Entitled "The Harvard Experience for Women," the meeting will consist of panel discussions, speeches and informal gatherings between undergraduate men and women, administrators, professors and the alumni association.
Barbara Voss, vice president of AHA, said yesterday the meeting will attempt to inform alumni of the "best educational solutions open to men and women in the college." Merger will not be the main topic of discussion, though it will come up in specific contexts, Voss said.
"This is not a meeting about merger. Merger is a financial and administrative arrangement," Voss said. "We will be discussing educational solutions. If you can decide educational needs, then you can decide financial and administrative needs," she said.
Mitchell Wolfe '74, a student coordinator for the proceedings, said yesterday that undergraduate discussions will focus on the future of Harvard. He said that as diverse an opinion as possible would be presented and that he hoped alumni "would become aware of the problems and benefits" of coeducation.
Four seniors will give a panel discussion Friday afternoon, presenting personal views of the Harvard-Radcliffe relationship.
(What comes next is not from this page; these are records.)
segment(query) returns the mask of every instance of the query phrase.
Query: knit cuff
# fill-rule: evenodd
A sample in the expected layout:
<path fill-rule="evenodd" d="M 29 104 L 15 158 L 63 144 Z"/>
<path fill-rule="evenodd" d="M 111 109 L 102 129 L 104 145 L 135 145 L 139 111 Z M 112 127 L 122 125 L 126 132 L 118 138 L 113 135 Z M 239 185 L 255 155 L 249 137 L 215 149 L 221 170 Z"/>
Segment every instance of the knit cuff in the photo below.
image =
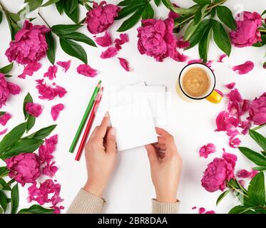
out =
<path fill-rule="evenodd" d="M 66 213 L 100 214 L 105 203 L 103 199 L 81 189 Z"/>
<path fill-rule="evenodd" d="M 160 202 L 156 200 L 152 200 L 153 203 L 153 214 L 178 214 L 179 200 L 176 202 Z"/>

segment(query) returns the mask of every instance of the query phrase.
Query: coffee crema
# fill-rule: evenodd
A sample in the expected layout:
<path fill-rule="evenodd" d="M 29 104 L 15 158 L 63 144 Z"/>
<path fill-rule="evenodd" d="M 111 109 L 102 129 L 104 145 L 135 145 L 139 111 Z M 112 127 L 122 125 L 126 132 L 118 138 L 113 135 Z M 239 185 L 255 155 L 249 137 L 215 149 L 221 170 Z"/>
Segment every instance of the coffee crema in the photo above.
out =
<path fill-rule="evenodd" d="M 188 95 L 194 98 L 205 95 L 210 86 L 210 77 L 200 67 L 190 68 L 182 78 L 182 88 Z"/>

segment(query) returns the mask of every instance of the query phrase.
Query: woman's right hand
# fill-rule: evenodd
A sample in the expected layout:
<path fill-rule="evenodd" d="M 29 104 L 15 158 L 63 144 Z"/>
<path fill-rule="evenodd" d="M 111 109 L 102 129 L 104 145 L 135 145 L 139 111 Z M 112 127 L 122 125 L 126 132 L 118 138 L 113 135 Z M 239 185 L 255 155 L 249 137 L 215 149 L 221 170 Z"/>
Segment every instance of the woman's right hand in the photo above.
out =
<path fill-rule="evenodd" d="M 158 142 L 146 145 L 145 148 L 156 200 L 160 202 L 176 202 L 182 159 L 173 135 L 162 128 L 155 130 L 159 135 Z"/>

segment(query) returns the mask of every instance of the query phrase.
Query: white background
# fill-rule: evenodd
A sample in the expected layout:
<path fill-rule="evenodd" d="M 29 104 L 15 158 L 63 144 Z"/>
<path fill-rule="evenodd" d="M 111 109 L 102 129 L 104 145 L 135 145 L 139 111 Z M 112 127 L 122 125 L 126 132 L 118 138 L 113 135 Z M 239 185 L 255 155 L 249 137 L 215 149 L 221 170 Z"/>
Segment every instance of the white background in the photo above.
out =
<path fill-rule="evenodd" d="M 1 0 L 6 7 L 11 11 L 16 12 L 23 7 L 22 0 Z M 193 1 L 173 1 L 182 7 L 189 7 Z M 118 1 L 109 1 L 116 4 Z M 153 2 L 152 3 L 155 9 Z M 257 11 L 261 14 L 266 9 L 266 2 L 262 0 L 229 0 L 226 6 L 236 11 Z M 71 24 L 66 16 L 61 16 L 55 6 L 41 9 L 41 14 L 50 25 L 58 24 Z M 81 19 L 83 18 L 86 11 L 82 11 Z M 156 18 L 165 18 L 168 11 L 163 5 L 155 9 Z M 44 24 L 37 17 L 34 24 Z M 113 38 L 119 36 L 116 30 L 121 21 L 116 21 L 111 28 L 110 32 Z M 61 112 L 56 123 L 58 126 L 54 133 L 58 134 L 58 144 L 55 152 L 56 164 L 59 170 L 56 173 L 56 180 L 61 184 L 61 196 L 64 199 L 63 204 L 68 208 L 73 197 L 83 187 L 86 180 L 86 171 L 84 157 L 80 162 L 74 160 L 74 155 L 68 152 L 71 142 L 76 131 L 79 122 L 86 109 L 88 98 L 98 81 L 101 79 L 105 88 L 108 90 L 114 87 L 133 84 L 145 81 L 149 85 L 163 84 L 170 93 L 170 109 L 168 110 L 168 124 L 166 128 L 175 139 L 179 152 L 183 160 L 182 179 L 178 189 L 178 199 L 181 201 L 180 213 L 198 213 L 193 210 L 193 206 L 204 207 L 207 209 L 214 209 L 217 213 L 227 213 L 229 209 L 238 202 L 234 200 L 232 195 L 226 198 L 215 207 L 215 201 L 220 192 L 210 193 L 206 192 L 200 185 L 203 172 L 207 165 L 215 157 L 221 156 L 222 148 L 227 152 L 238 156 L 236 170 L 245 168 L 250 170 L 254 164 L 248 162 L 239 152 L 237 149 L 232 149 L 228 146 L 228 138 L 224 133 L 215 133 L 215 117 L 218 113 L 225 109 L 226 99 L 219 105 L 214 105 L 208 101 L 200 103 L 187 103 L 181 100 L 175 92 L 175 83 L 179 72 L 186 63 L 178 63 L 170 58 L 163 63 L 155 62 L 152 58 L 141 56 L 137 49 L 137 31 L 140 22 L 134 28 L 128 31 L 130 42 L 123 46 L 118 56 L 128 60 L 133 69 L 132 72 L 126 72 L 120 66 L 115 57 L 111 59 L 101 59 L 100 54 L 103 48 L 93 48 L 81 44 L 86 50 L 88 56 L 88 64 L 97 69 L 98 75 L 94 78 L 89 78 L 78 75 L 76 67 L 81 61 L 71 58 L 63 53 L 57 40 L 56 61 L 68 61 L 71 59 L 71 67 L 67 73 L 64 73 L 58 68 L 56 83 L 66 88 L 68 93 L 63 98 L 56 98 L 51 101 L 45 101 L 38 98 L 38 93 L 35 88 L 35 80 L 42 78 L 43 74 L 50 66 L 48 61 L 44 58 L 41 63 L 43 67 L 33 77 L 27 77 L 26 80 L 17 78 L 16 76 L 10 81 L 16 83 L 22 91 L 19 95 L 11 96 L 3 110 L 11 113 L 13 118 L 8 123 L 7 127 L 11 130 L 16 125 L 24 121 L 22 103 L 24 96 L 30 92 L 35 102 L 44 105 L 42 115 L 37 119 L 34 132 L 41 128 L 53 124 L 51 115 L 51 107 L 58 103 L 63 103 L 66 108 Z M 81 31 L 90 37 L 92 36 L 84 26 Z M 4 52 L 9 46 L 10 35 L 5 19 L 0 25 L 0 66 L 6 66 L 8 63 Z M 178 34 L 181 36 L 183 31 Z M 253 99 L 266 91 L 266 71 L 262 67 L 264 62 L 265 48 L 232 48 L 230 58 L 225 58 L 224 63 L 215 63 L 213 68 L 217 77 L 217 88 L 227 93 L 225 84 L 236 82 L 236 88 L 239 89 L 245 98 Z M 222 52 L 212 41 L 209 51 L 209 59 L 217 60 Z M 197 47 L 185 52 L 191 58 L 198 58 Z M 251 60 L 255 63 L 255 68 L 248 74 L 238 76 L 231 70 L 234 65 L 243 63 Z M 11 74 L 17 76 L 23 71 L 21 66 L 15 66 Z M 51 83 L 51 82 L 48 82 Z M 97 120 L 98 121 L 98 120 Z M 3 128 L 1 130 L 4 129 Z M 260 131 L 266 134 L 266 128 Z M 199 148 L 204 144 L 213 142 L 218 147 L 218 152 L 210 155 L 208 159 L 199 157 Z M 242 145 L 249 146 L 258 150 L 256 145 L 245 136 L 242 139 Z M 108 213 L 150 213 L 151 210 L 151 198 L 155 197 L 153 186 L 150 175 L 150 166 L 144 148 L 130 150 L 118 153 L 118 164 L 110 185 L 105 192 L 104 198 L 107 201 L 105 212 Z M 27 202 L 27 187 L 20 187 L 20 207 L 29 207 Z"/>

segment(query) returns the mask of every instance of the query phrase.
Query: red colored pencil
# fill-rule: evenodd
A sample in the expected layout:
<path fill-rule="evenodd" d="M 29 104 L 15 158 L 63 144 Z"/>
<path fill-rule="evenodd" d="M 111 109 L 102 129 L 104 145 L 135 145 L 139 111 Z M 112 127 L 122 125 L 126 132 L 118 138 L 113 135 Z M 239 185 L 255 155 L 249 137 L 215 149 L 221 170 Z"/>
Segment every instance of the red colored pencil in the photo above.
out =
<path fill-rule="evenodd" d="M 88 136 L 90 133 L 90 131 L 91 131 L 92 125 L 93 123 L 100 102 L 101 100 L 101 98 L 103 97 L 103 87 L 102 87 L 101 88 L 101 90 L 100 90 L 99 93 L 98 93 L 97 98 L 95 100 L 95 103 L 94 103 L 93 109 L 91 110 L 90 118 L 88 120 L 88 123 L 87 123 L 87 125 L 85 128 L 83 136 L 82 137 L 81 144 L 79 145 L 77 154 L 76 154 L 76 157 L 75 157 L 75 160 L 76 161 L 79 161 L 79 160 L 81 159 L 82 151 L 84 149 L 85 143 L 86 143 L 86 142 L 87 140 L 87 138 L 88 138 Z"/>

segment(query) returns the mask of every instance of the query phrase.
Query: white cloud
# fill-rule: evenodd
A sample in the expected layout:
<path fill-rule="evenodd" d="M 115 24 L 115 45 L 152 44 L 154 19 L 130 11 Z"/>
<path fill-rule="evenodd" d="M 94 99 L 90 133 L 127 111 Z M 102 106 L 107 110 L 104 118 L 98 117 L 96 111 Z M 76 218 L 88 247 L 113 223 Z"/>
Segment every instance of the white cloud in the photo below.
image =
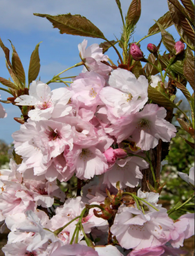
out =
<path fill-rule="evenodd" d="M 131 2 L 124 0 L 121 3 L 125 15 Z M 145 27 L 153 22 L 151 21 L 153 19 L 157 19 L 167 10 L 166 0 L 142 1 L 142 26 L 140 29 L 145 31 Z M 120 12 L 113 0 L 1 0 L 0 29 L 14 29 L 24 33 L 33 30 L 49 31 L 51 24 L 45 18 L 35 17 L 33 12 L 53 15 L 68 12 L 80 14 L 106 35 L 118 31 L 122 26 Z"/>

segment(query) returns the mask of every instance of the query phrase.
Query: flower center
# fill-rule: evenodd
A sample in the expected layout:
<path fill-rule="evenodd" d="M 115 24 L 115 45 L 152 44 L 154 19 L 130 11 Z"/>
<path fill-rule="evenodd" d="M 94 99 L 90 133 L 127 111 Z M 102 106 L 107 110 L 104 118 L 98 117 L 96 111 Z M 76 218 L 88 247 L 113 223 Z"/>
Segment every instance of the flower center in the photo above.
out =
<path fill-rule="evenodd" d="M 97 95 L 97 93 L 93 88 L 91 88 L 91 90 L 90 91 L 90 95 L 93 98 L 95 98 Z"/>
<path fill-rule="evenodd" d="M 133 98 L 132 94 L 131 93 L 126 93 L 125 96 L 127 97 L 127 102 L 129 102 Z"/>
<path fill-rule="evenodd" d="M 37 253 L 35 251 L 32 252 L 26 252 L 25 253 L 25 255 L 26 256 L 37 256 Z"/>
<path fill-rule="evenodd" d="M 141 119 L 141 120 L 138 123 L 136 128 L 140 128 L 145 131 L 149 131 L 150 122 L 147 119 Z"/>
<path fill-rule="evenodd" d="M 46 109 L 52 107 L 52 102 L 50 101 L 44 101 L 37 104 L 37 107 L 41 110 Z"/>
<path fill-rule="evenodd" d="M 82 159 L 83 161 L 87 161 L 89 157 L 91 157 L 93 155 L 92 152 L 88 149 L 82 149 L 81 154 L 80 154 L 80 159 Z"/>
<path fill-rule="evenodd" d="M 56 140 L 58 138 L 61 139 L 59 134 L 57 132 L 57 129 L 53 130 L 51 127 L 48 127 L 49 131 L 46 130 L 46 134 L 48 136 L 50 140 Z"/>

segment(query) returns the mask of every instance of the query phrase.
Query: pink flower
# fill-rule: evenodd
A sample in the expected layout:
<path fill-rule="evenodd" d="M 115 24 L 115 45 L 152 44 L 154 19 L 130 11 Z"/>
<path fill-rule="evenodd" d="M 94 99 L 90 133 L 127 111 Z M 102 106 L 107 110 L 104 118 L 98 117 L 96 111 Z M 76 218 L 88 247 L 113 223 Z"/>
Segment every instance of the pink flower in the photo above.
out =
<path fill-rule="evenodd" d="M 93 44 L 86 48 L 86 45 L 87 40 L 86 39 L 78 45 L 80 55 L 85 62 L 84 65 L 89 71 L 94 71 L 107 79 L 112 68 L 102 62 L 107 62 L 108 56 L 102 53 L 102 49 L 100 48 L 99 44 Z"/>
<path fill-rule="evenodd" d="M 111 125 L 109 134 L 117 138 L 118 143 L 130 139 L 136 142 L 136 146 L 141 149 L 149 150 L 158 145 L 160 138 L 169 142 L 176 136 L 176 127 L 166 121 L 165 117 L 164 107 L 147 104 L 142 111 L 121 118 L 117 125 Z"/>
<path fill-rule="evenodd" d="M 65 158 L 68 165 L 75 168 L 75 175 L 80 179 L 91 179 L 104 173 L 109 167 L 105 156 L 95 147 L 75 146 Z"/>
<path fill-rule="evenodd" d="M 31 120 L 38 121 L 67 116 L 72 110 L 68 104 L 72 92 L 67 88 L 59 88 L 50 91 L 48 84 L 41 81 L 32 81 L 29 95 L 22 95 L 16 98 L 19 106 L 34 106 L 28 112 Z"/>
<path fill-rule="evenodd" d="M 71 150 L 73 138 L 70 125 L 53 120 L 29 120 L 21 125 L 19 131 L 12 134 L 16 152 L 23 161 L 18 170 L 24 172 L 33 168 L 35 175 L 44 174 L 53 163 L 53 158 Z M 58 174 L 55 174 L 57 178 Z M 47 176 L 48 179 L 48 176 Z M 50 181 L 55 178 L 52 177 Z"/>
<path fill-rule="evenodd" d="M 164 211 L 144 214 L 139 210 L 122 205 L 111 231 L 122 247 L 140 250 L 167 242 L 174 229 L 173 224 Z"/>
<path fill-rule="evenodd" d="M 185 253 L 186 252 L 184 250 L 162 245 L 158 247 L 150 247 L 138 250 L 133 250 L 127 256 L 179 256 Z"/>
<path fill-rule="evenodd" d="M 116 161 L 116 156 L 114 154 L 113 149 L 112 147 L 109 147 L 107 150 L 105 151 L 104 153 L 104 156 L 106 158 L 106 161 L 109 164 L 115 163 Z"/>
<path fill-rule="evenodd" d="M 97 107 L 102 104 L 99 93 L 105 85 L 105 80 L 98 73 L 91 71 L 81 73 L 71 84 L 73 104 L 80 107 Z"/>
<path fill-rule="evenodd" d="M 136 44 L 132 44 L 131 45 L 130 53 L 135 60 L 139 61 L 143 59 L 143 53 Z"/>
<path fill-rule="evenodd" d="M 50 256 L 98 256 L 92 248 L 78 244 L 66 244 L 57 249 Z"/>
<path fill-rule="evenodd" d="M 151 53 L 156 53 L 158 51 L 157 47 L 155 44 L 148 44 L 147 48 L 148 51 Z"/>
<path fill-rule="evenodd" d="M 118 119 L 138 112 L 147 101 L 148 81 L 143 75 L 137 79 L 131 72 L 117 68 L 111 73 L 109 84 L 110 86 L 103 88 L 100 97 L 108 112 Z"/>
<path fill-rule="evenodd" d="M 147 163 L 138 156 L 129 156 L 125 159 L 120 159 L 115 162 L 108 172 L 104 174 L 104 184 L 109 188 L 112 185 L 116 188 L 116 183 L 120 181 L 121 188 L 127 186 L 134 188 L 139 184 L 139 180 L 142 179 L 140 170 L 146 169 Z"/>

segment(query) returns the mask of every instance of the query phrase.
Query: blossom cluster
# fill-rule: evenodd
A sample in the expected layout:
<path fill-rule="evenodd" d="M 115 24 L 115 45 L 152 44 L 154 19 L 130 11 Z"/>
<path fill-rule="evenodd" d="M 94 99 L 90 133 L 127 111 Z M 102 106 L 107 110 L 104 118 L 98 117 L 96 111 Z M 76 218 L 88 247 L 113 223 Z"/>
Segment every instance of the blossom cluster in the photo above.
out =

Jeffrey Sagansky '74, a member of the panel, said yesterday he will take the position that Harvard is not ready to make substantial alterations in the number of men it admits.
Sagansky said that Harvard cannot systematically increase the size of the University by admitting more women because that would require the addition of two or three new houses. "I don't think that is a legitimate demand we can make on the Cambridge community in terms of the land it would use," he said.
"On the other hand, cutting back the number of men to 800 and increasing the number of women would have, I think, disastrous consequences for Harvard as a unique institution," Sagansky said.
Sagansky says that a decrease in the number of Harvard men would undercut alumni financing and have an adverse effect on Harvard athletics.
"Fifty per cent of Harvard's yearly endowment comes from families with a long tradition at Harvard," he said. Sagansky said this percentage would shrink if family traditions were broken as a result of a decrease in the number of male admissions.